Health commissioners have backed a proposal to make permanent the controversial move of the Whalton Unit from Morpeth to Ashington.

Wednesday, 23rd October 2019, 5:19 pm
Updated Saturday, 26th October 2019, 2:33 pm
NHS Whalton Unit.

The ‘very important and difficult’ decision, made by the governing body of NHS Northumberland Clinical Commissioning Group (CCG) at a meeting on Wednesday October 23, is subject to a number of provisos though, including the development of further palliative care services in Morpeth.

It is also subject to scrutiny in a fortnight’s time by Northumberland County Council’s health and wellbeing committee, who will determine if the changes represent a ‘substantial variation of service’ and therefore require a full public consultation.

This is what has been called for all along by the Whalton Unit Campaign, which collected more than 2,000 names on a petition.

Barbara Ross, of the Whalton Unit Campaign, presenting the 2,000-name petition to County Hall.

The unit, which delivers specialist rehabilitation – mainly for frail older patients – as well as some palliative care, moved to an interim base in Ward 8 at Ashington’s Wansbeck General Hospital on December 19 last year.

The shift, which Northumbria Healthcare NHS Foundation Trust underlined was temporary at that time, was announced two weeks before its relocation, based on a need to ensure that there was adequate staffing to cope with the expected increase in demand over the winter months.

This was subsequently extended and now the trust believes that a permanent move will also help deal with long-term staff recruitment and retention issues as well as improving patient safety and quality.

Northumbria Healthcare’s Barbara Scott, who managed the Whalton Unit until very recently, told the meeting that since the move, patients had received more timely tests and investigations due to being in the hospital, had fewer transfers to other sites, had fewer falls and had benefited from more consistent nursing care and an improved skill mix in the staff.

“Staff continue to tell us, particularly nursing staff, that they feel safer where the unit is now and they enjoy being in a larger community with other healthcare professionals,” she said. “Staffing has been stable since about February, which is the longest I can remember at the Whalton Unit.”

However, earlier in the meeting, the governing body heard from Barbara Ross, from the campaign group, who said: “At the time of our death, we would prefer to be surrounded by our loved ones and to be granted privacy and dignity.
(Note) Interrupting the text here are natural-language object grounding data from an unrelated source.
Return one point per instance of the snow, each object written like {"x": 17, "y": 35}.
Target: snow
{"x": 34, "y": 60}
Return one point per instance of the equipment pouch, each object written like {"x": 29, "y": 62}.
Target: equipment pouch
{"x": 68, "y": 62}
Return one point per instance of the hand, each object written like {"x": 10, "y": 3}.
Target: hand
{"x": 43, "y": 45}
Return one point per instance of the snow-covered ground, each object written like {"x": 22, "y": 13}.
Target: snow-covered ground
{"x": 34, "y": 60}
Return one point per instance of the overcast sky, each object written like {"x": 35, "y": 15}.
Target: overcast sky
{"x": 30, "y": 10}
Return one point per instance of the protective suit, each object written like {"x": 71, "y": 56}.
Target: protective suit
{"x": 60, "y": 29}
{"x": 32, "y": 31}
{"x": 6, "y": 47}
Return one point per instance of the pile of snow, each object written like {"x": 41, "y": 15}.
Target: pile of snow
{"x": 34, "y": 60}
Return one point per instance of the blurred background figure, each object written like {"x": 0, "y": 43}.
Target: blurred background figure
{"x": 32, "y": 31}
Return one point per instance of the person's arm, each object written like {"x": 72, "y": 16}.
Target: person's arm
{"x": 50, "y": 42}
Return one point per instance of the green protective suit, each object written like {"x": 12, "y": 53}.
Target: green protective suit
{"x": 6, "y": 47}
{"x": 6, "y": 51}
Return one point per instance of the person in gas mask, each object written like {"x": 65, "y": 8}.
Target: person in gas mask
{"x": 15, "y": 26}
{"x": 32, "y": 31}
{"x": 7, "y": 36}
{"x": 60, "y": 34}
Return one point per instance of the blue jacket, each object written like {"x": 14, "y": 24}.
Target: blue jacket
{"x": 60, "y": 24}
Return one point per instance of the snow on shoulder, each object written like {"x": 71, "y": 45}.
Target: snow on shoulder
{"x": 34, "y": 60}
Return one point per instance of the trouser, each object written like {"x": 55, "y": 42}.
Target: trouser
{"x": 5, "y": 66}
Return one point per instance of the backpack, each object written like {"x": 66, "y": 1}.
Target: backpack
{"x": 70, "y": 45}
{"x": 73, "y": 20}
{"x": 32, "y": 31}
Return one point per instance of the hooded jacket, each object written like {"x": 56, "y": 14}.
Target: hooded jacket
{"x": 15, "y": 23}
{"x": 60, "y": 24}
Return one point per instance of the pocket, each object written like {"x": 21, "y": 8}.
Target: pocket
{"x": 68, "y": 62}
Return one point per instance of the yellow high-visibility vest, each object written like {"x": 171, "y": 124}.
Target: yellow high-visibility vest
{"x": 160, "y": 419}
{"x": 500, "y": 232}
This was easily accommodated at the Whalton Unit in Morpeth because of the 30 individual rooms.

“We have heard that palliative care is an area that the CCG wants to improve. What should happen is that those 30 beds remain in Morpeth until such time that the review of palliative care takes place.

“Otherwise patients will continue to die at Wansbeck without the privacy and dignity that every person deserves.”

She added: “The people of Morpeth were told that they would continue to have a unit for rehabilitation and palliative care in our community when our Cottage Hospital closed.

“We ask that the CCG thinks carefully before reneging on that promise.”

In an attempt to deal with some of the concerns of campaigners, as well as the main themes which were raised during the recent public engagement, Rachel Mitcheson, the CCG’s head of commissioning, put forward a series of recommendations, which were agreed by the governing body.

They include that the trust continues to offer transport support for relatives and carers to travel to visit patients at Wansbeck and to improve the ward environment to include rehabilitation space and a day room.

The CCG and trust will also both work to improve care in the Morpeth community by investing in more community matrons to support additional nursing home beds in the town and allied health professionals to support frail elderly patients better within their own homes.

Perhaps most significantly, a palliative care bed model to enable patients to receive end-of-life care in local nursing homes is to be developed, while health bosses will continue to work on a new end-of-life strategy for Northumberland, to be presented to councillors next April.